Colto da un malore improvviso e asintomatico, è stato elitrasportato in Abruzzo perché ad Ancona c'era nebbia. Una tragedia che riapre il problema dei soccorsi nelle zone appenniniche
L'AQUILA. È morto per una patologia cerebrale grave ma asintomatica fino al momento della morte. Ed è morto dopo un trasporto in elicottero all'Aquila, dove era stato portato perché l'elimabulanza dell’ospedale di Ancona era bloccata dalla nebbia. Due circostanze che rendono ancora più drammatica la morte di Roberto Mancini, 25 anni di Amandola in provincia di Fermo, avvenuta lo scorso 10 dicembre nel capoluogo abruzzese. Una tragedia che apre un'interrogativo: quello sulla necessità di garantire una tempestività di intervento nelle zone lontane dai grandi ospedali.

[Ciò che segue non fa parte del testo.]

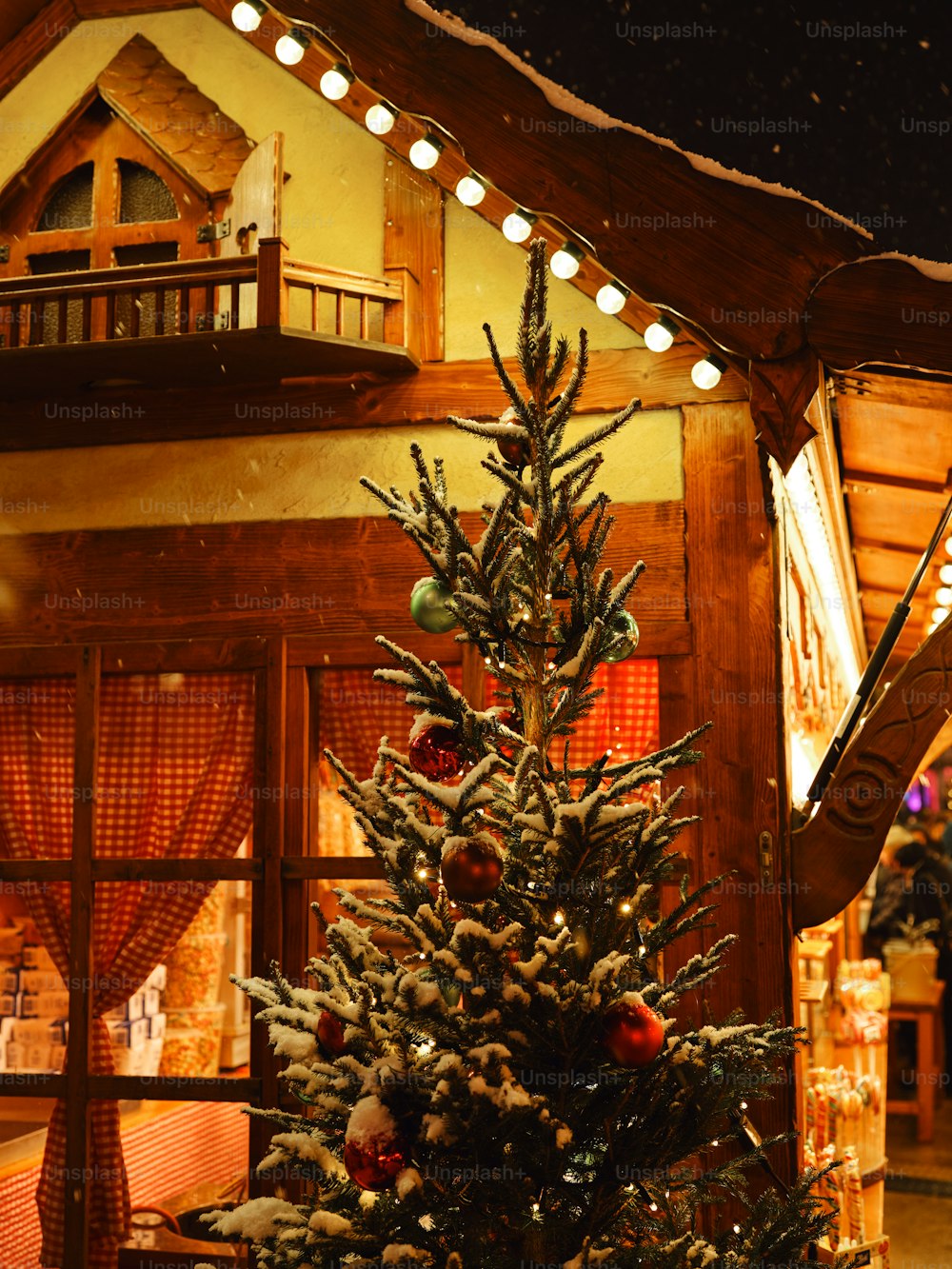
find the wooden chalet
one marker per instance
(224, 298)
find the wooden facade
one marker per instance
(712, 605)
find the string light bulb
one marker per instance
(706, 374)
(425, 153)
(335, 83)
(611, 297)
(381, 118)
(247, 15)
(565, 262)
(661, 334)
(518, 225)
(292, 47)
(471, 189)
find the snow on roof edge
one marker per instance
(562, 99)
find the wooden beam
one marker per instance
(342, 579)
(836, 852)
(883, 480)
(173, 655)
(339, 403)
(27, 47)
(268, 845)
(882, 311)
(734, 568)
(76, 1173)
(734, 260)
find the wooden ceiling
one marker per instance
(895, 437)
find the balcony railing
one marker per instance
(265, 290)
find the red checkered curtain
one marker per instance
(625, 719)
(174, 768)
(356, 712)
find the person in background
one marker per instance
(925, 895)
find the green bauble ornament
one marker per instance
(626, 631)
(428, 605)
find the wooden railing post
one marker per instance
(272, 288)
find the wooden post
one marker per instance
(272, 290)
(270, 693)
(733, 599)
(79, 1060)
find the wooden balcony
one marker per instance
(231, 321)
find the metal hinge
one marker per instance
(764, 852)
(212, 232)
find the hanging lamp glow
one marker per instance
(425, 153)
(381, 118)
(292, 47)
(335, 83)
(661, 334)
(518, 225)
(611, 298)
(565, 262)
(706, 374)
(471, 189)
(247, 15)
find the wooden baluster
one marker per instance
(37, 312)
(272, 285)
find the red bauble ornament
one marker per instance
(330, 1033)
(632, 1035)
(472, 875)
(514, 449)
(434, 751)
(376, 1164)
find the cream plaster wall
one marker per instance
(293, 476)
(486, 275)
(334, 201)
(334, 214)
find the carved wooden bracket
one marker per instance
(780, 393)
(837, 850)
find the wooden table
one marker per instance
(928, 1028)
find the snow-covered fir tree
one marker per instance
(510, 1089)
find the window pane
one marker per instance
(48, 317)
(144, 195)
(151, 317)
(71, 206)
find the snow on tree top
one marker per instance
(371, 1122)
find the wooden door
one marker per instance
(254, 212)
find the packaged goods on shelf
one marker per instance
(912, 967)
(194, 971)
(45, 1004)
(36, 957)
(129, 1010)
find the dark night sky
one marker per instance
(853, 110)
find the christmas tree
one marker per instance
(510, 1086)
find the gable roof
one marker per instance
(167, 108)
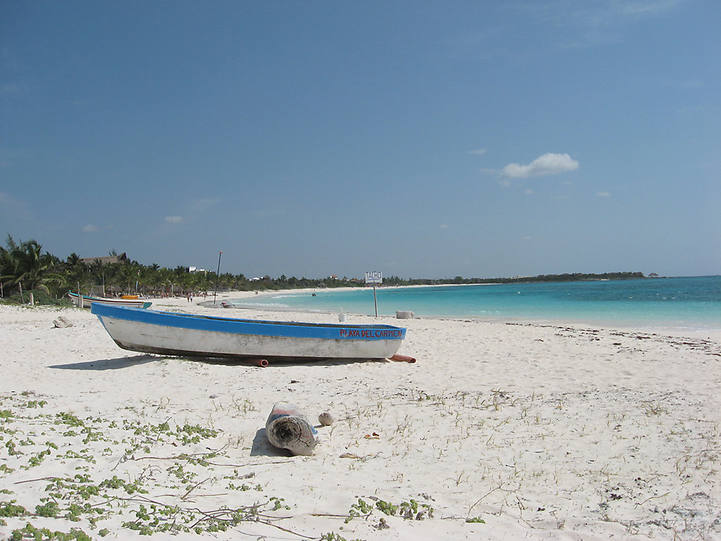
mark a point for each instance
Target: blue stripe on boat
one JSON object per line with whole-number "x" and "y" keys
{"x": 250, "y": 326}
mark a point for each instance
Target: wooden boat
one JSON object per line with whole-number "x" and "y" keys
{"x": 86, "y": 301}
{"x": 191, "y": 335}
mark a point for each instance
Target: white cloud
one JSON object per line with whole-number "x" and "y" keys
{"x": 546, "y": 164}
{"x": 204, "y": 203}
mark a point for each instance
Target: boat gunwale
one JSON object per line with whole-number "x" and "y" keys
{"x": 249, "y": 326}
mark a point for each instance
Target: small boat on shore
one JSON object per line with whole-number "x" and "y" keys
{"x": 192, "y": 335}
{"x": 86, "y": 301}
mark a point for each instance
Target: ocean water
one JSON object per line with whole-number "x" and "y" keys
{"x": 688, "y": 302}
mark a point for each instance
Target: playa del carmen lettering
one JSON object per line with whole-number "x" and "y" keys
{"x": 370, "y": 333}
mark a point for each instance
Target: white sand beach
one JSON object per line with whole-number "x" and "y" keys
{"x": 499, "y": 431}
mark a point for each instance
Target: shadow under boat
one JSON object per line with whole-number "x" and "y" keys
{"x": 117, "y": 363}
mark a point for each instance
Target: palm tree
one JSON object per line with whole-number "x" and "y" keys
{"x": 26, "y": 266}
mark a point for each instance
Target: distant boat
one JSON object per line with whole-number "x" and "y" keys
{"x": 191, "y": 335}
{"x": 86, "y": 301}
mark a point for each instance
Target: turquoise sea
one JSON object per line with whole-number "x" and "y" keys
{"x": 688, "y": 302}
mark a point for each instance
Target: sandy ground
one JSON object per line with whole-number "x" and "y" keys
{"x": 499, "y": 431}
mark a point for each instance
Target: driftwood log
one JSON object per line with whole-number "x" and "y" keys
{"x": 287, "y": 428}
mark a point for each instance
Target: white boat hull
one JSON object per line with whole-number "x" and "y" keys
{"x": 163, "y": 339}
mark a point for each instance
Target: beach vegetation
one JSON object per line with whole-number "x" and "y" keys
{"x": 11, "y": 509}
{"x": 31, "y": 532}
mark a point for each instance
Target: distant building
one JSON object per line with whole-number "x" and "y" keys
{"x": 105, "y": 260}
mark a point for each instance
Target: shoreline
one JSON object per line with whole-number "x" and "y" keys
{"x": 541, "y": 432}
{"x": 695, "y": 330}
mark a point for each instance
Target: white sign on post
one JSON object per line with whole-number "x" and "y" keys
{"x": 374, "y": 278}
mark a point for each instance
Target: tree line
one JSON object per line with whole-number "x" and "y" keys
{"x": 25, "y": 268}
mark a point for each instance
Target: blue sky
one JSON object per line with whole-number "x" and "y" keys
{"x": 422, "y": 139}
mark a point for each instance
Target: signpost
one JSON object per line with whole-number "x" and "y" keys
{"x": 217, "y": 276}
{"x": 374, "y": 278}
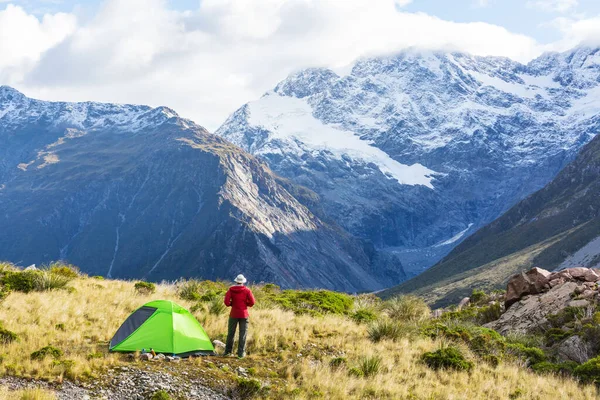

Non si può dire se l’intervento dei soccorsi da Ancona avrebbero potuto salvare la vita a Roberto. È invece certo che all’Aquila c’è uno dei migliori reparti di neurochirurgia in Italia. All’arrivo, le condizioni del 25enne studente universitario erano sembrate subito gravissime ai medici e gli stessi sanitari non avevano, fin da subito, concesso molte speranze. Una diagnosi che si è rilevata una sentenza per il ragazzo colpito dall'improvviso malore in casa.
A creare la polemica non è ne l'operato dei medici aquilani, ne il fatto che l'eliambulanza di Ancona non sia potuta intervenire. Il problema, che vale anche per molte zone dell'Abruzzo, è legato all'assenza di un soccorso d'emergenza nelle zone montante. L'elicottero deve sollevarisi da punti spesso lontani e resta il problema del maltempo. «Non è possibile avere un servizio che funziona solo di giorno e con il bel tempo. Le urgenze purtroppo capitano a qualsiasi ora della giornata e della notte», è stato il commento del sindaco di Amandola, piccolo comune con 3mila abitanti non distante da Fermo, Adolfo Marinangeli.